1903 — (22th of Nisan, 5663) Riots broke out after a Christian child is found murdered in Kishinev (Bessarabia). The mobs were incited by Pavolachi Krusheven, the editor of the anti-Semitic Newspaper Bessarabetz and the vice governor Ustrugov. Vyacheslav Von Plehev, the Minister of Interior supposedly gave orders not to stop the rioters. The Jews were accused of ritual murder. During the three days of rioting, 47 Jews were killed, 92 severely wounded, 500 slightly wounded and over 700 houses destroyed. Despite a world outcry, only two men were sentenced to seven and five years in prison, and twenty-two were sentenced for one or two years. This pogrom was instrumental in convincing tens of thousands of Russian Jews to leave to the West and to Eretz-Israel. The child was later discovered to have been killed by a relative.
1934 — (4th of Iyar, 5694) According to a report by Morton Rotehnberg, President of the Zionist Organization of America, 11,000 German Jewish refugees had entered Palestine from April 1, 1933 through January 1, 1934.
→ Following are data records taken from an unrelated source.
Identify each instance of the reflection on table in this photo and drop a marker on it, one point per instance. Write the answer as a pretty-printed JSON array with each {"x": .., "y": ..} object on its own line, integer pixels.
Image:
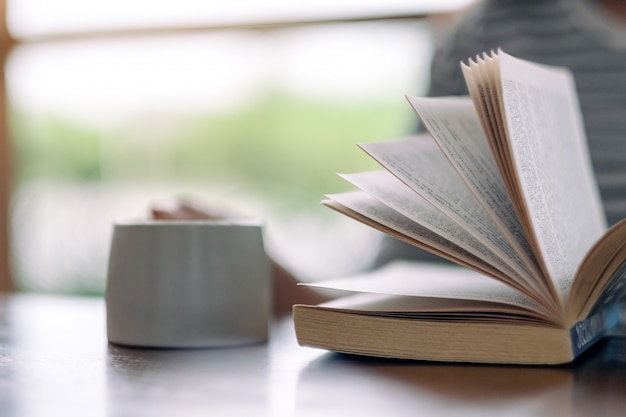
[{"x": 55, "y": 360}]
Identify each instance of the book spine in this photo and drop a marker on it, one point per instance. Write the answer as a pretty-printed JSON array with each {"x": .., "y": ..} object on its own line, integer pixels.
[{"x": 587, "y": 332}]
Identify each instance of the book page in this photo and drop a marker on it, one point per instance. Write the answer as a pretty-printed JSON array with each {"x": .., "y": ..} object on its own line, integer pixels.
[
  {"x": 454, "y": 125},
  {"x": 549, "y": 152},
  {"x": 420, "y": 164},
  {"x": 386, "y": 188},
  {"x": 363, "y": 207},
  {"x": 414, "y": 279}
]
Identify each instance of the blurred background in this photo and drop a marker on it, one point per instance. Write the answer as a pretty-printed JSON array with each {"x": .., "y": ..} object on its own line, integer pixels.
[{"x": 113, "y": 105}]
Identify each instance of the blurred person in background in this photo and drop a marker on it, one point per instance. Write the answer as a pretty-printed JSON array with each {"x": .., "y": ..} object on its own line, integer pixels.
[{"x": 587, "y": 36}]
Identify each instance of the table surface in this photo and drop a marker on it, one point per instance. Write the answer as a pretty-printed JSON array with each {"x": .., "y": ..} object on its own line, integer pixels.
[{"x": 55, "y": 360}]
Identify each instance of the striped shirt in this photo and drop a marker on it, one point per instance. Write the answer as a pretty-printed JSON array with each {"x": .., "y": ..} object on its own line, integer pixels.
[{"x": 572, "y": 33}]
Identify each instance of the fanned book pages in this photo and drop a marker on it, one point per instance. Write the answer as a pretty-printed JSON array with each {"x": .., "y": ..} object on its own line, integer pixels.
[{"x": 502, "y": 185}]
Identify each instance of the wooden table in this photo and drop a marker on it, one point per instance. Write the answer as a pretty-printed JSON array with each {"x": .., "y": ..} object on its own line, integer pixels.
[{"x": 55, "y": 361}]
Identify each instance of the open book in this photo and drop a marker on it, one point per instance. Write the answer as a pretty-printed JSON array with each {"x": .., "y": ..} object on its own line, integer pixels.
[{"x": 502, "y": 185}]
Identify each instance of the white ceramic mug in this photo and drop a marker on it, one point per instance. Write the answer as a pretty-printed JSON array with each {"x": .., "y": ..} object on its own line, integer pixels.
[{"x": 179, "y": 284}]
1936 — (27th of Nisan, 5696) Arabs attacked Jews in the Tel Aviv-Jaffa district this morning leaving nine Jews dead and another fifty seriously wounded.
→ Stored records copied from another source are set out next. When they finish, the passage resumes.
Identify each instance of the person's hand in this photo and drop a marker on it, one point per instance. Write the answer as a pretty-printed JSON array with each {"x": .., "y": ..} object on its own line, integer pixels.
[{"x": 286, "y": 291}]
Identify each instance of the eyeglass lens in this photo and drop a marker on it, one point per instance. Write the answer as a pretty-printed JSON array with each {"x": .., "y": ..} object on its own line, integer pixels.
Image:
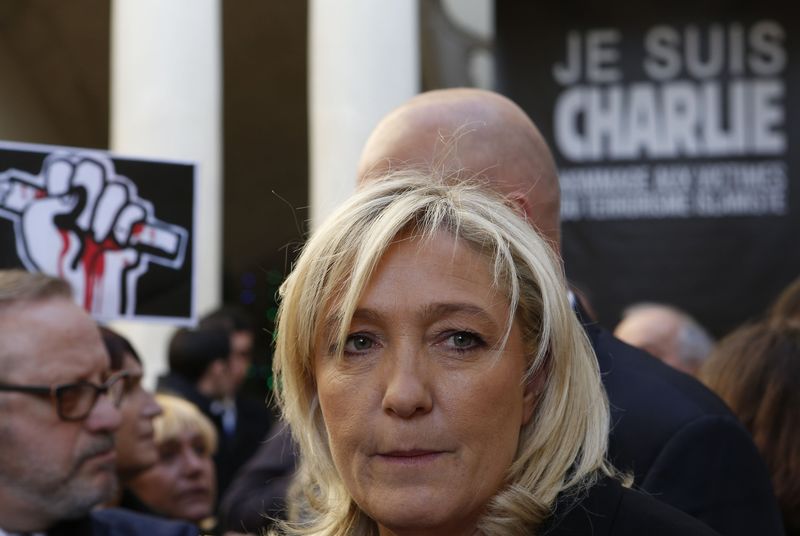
[{"x": 75, "y": 401}]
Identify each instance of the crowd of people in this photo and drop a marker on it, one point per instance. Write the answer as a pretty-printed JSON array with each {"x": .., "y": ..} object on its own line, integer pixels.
[{"x": 435, "y": 375}]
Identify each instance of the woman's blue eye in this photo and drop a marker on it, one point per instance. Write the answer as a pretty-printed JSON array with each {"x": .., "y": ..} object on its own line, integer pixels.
[
  {"x": 464, "y": 340},
  {"x": 357, "y": 343}
]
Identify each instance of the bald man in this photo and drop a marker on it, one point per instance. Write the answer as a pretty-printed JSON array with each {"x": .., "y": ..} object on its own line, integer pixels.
[
  {"x": 678, "y": 439},
  {"x": 667, "y": 333}
]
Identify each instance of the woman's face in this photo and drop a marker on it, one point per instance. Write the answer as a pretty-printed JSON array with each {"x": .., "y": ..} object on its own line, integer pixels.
[
  {"x": 182, "y": 484},
  {"x": 423, "y": 413},
  {"x": 135, "y": 443}
]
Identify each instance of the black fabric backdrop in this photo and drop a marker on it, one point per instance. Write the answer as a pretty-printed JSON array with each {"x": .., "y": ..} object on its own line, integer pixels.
[{"x": 674, "y": 141}]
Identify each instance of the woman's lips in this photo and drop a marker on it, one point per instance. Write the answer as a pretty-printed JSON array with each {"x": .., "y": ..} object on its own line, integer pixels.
[{"x": 410, "y": 457}]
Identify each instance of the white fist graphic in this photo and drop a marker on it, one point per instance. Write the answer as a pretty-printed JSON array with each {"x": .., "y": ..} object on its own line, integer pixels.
[{"x": 80, "y": 221}]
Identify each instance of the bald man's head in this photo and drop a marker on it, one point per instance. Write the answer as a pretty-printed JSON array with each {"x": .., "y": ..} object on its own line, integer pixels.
[{"x": 474, "y": 133}]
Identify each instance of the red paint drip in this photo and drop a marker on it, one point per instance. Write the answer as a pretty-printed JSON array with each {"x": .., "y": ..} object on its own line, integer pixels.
[
  {"x": 94, "y": 267},
  {"x": 62, "y": 257}
]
1943 — (14th of Nisan, 5703) — Warsaw ghetto uprising; The Bermuda Conference of Great Britain and the U.S., held in Hamilton, Bermuda, takes no meaningful action to help Jews in Europe. Before the meeting, representatives of both countries had agreed not to discuss immigration of Jews to their nations nor to ship food to Jewish refugees in German-occupied Europe
1948 — (10th of Nisan, 5708) Twenty-four armored trucks filled with Jewish veterans who had served with the British Army during WW II, drove to a hilltop “situated less than a mile from the Arab village of Bureir” where the Jews disembarked and established a new settlement called Brur Hayal; Haganah captured Tiberias

1306 — (4th of Iyar, 5066) The body of Rabbi Meir Ben Baruch was released by the authorities 13 years after his death so that he could receive a Jewish burial Maharam of Rothenburg
1539 — (1th of Iyar, 5299) Eighty-year old Catherine Zaleshovska was burned at the stake on the order of Bishop Gamrat and with the approval of Queen Bona Sforza for having denied the basic tenants of Christianity after having converted to Judaism. She had been held as a prisoner for ten years before being murdered.
1670 — (29th of Nisan, 5430) Solomon Ben Isaac Marini, “the only rabbi at Padua who survived the plague of 1631” and who wrote a commentary to Isaiah entitled Tikkun Olam in 1652 and who was the brother of Dr. Shabbethai ben Isaac Marini, passed away today
1772 — (16th of Nisan, 5532) Birthdate of economist David Ricardo. Raised as a Sephardic Jew, Ricardo eloped with a woman who was a Quaker. He later converted and became a Unitarian
1776 — (30th of Nisan, 5536) Jacob Emden, German rabbi, died
1881 — (20th of Nisan, 5641) Benjamin Disraeli, former Prime Minster, 1st Earl Beaconsfield and famous novelist passed away. Born Jewish, Disraeli was converted to Christianity by his father. The elder Disraeli was angry with the Jewish community and marched his children to the baptismal font in protest. The elder Disraeli did not convert. Disraeli was proud of his Jewish heritage and certainly suffered many anti-Semitic attacks during his career. In one exchange, he reminded a political opponent that while his ancestors had been drinking blood out skulls, Disraeli’s ancestors had been singing the Psalms of David in the Temple of Solomon.